There is no logical explanation as to why Sihon would not allow the Israelites to pass through his land. It was only because God had hardened his spirit. I love the way John Piper illustrates this truth from 2 Chronicles 30:

This responsiveness of God to the choices we make causes some people to jump to a very unwarranted "common sense" conclusion. They say: "Well, if God responds to our choices, then what we choose and what God does in response must depend ultimately on us." This is what I call "philosophical" interpretation. In other words, this way of understanding conditional statements in the Bible comes from commonsense human reasoning rather than careful attention to the uncommon ways of God revealed in the text...What verse 12 teaches, in the light of the preceeding context, is that God commanded, "Return to me and I will return to you." Some people did return. Why did they? Verse 12 gives the deepest reason: God gave them a heart to do what he had commanded...It is the closest biblical parallel to St. Augustine's famous prayer, "Command what you wish, but give what you command."

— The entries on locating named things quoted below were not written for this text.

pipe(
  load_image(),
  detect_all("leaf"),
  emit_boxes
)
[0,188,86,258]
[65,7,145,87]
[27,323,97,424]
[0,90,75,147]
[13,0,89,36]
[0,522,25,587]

While we have examined that Sihon was obstinate because God hardened his spirit we must also pay homage to the truth that Israel took possession of the land that God gave them. Even their going up and possessing was done because God ordained it, not of their own volition, but of his sovereign grace.

And the LORD said to me, "Behold, I have begun to give Sihon and his land over to you. Begin to take possession, that you may occupy this land." Then Sihon came out against us, he and all his people, to battle at Jahaz. And the LORD our God gave him over to us, and we defeated him and his sons and all his people...The LORD our God gave all into our hands. (Deuteronomy 2:31-33, 36b)

We need to understand that God's ways are not our ways. There are some, if you are even still reading, who bristled at the idea of sovereign grace hardening Sihon's spirit. I was once in your shoes. But God's ways are not our ways. God's greatest concern is for His glory, and His glory is my ultimate good. We believe that God wants our good. On the contrary, we should want God's good. In order to achieve his purpose of delivering Israel to the Promised Land, Sihon's heart had to be hardened, just as in order to deliver Israel from the hand of Pharoah, Pharoah's heart had to be hardened. Perhaps the greatest treatise on this subject came from the hand of Paul in Romans 9:

[T]hough they were not yet born and had done nothing either good or bad - in order that God's purpose of election might continue, not because of works but because of him who calls - she was told, "The older will serve the younger." As it is written, "Jacob I loved, but Esau I hated." What shall we say then? Is there injustice on God's part? By no means! For he says to Moses, "I will have mercy on whom I have mercy, and I will have compassion on whom I have compassion." So then it depends not on human will or exertion, but on God, who has mercy. For the Scripture says to Pharoah, "For this very purpose I have raised you up, that I might show my power in you, and that my name might be proclaimed in all the earth." So then he has mercy on whom he wills, and he hardens whomever he wills. You will say to me then, "Why does he still find fault? For who can resist his will?" But who are you, O man, to answer back to God? Will what is molded say to its molder, "Why have you made me like this?" (Romans 9:11-20)

God hardened Sihon for the same reason he lifted Israel - because it is his sovereign grace. I would have you consider one final thing. In light of this truth, how should we respond to the Lord? To the one who believes you are entitled, remember that there, but for the grace of God, go you. Be careful not to judge, remembering that if it were not for God's grace extended to you at the cross, you too would be on the path to hell. To the one who believes already that we are dependent upon the sovereign grace of God be grateful in knowing that there, but for the grace of God, go you. Rejoice knowing that God loves you, and adopted you to be his heir. And finally, to the one who does not believe, throw yourself on the altar of mercy, not to appease an angry God who is ready to cast you in to hell, but instead to perhaps receive the divine grace, the unmerited favor of the one, true, God.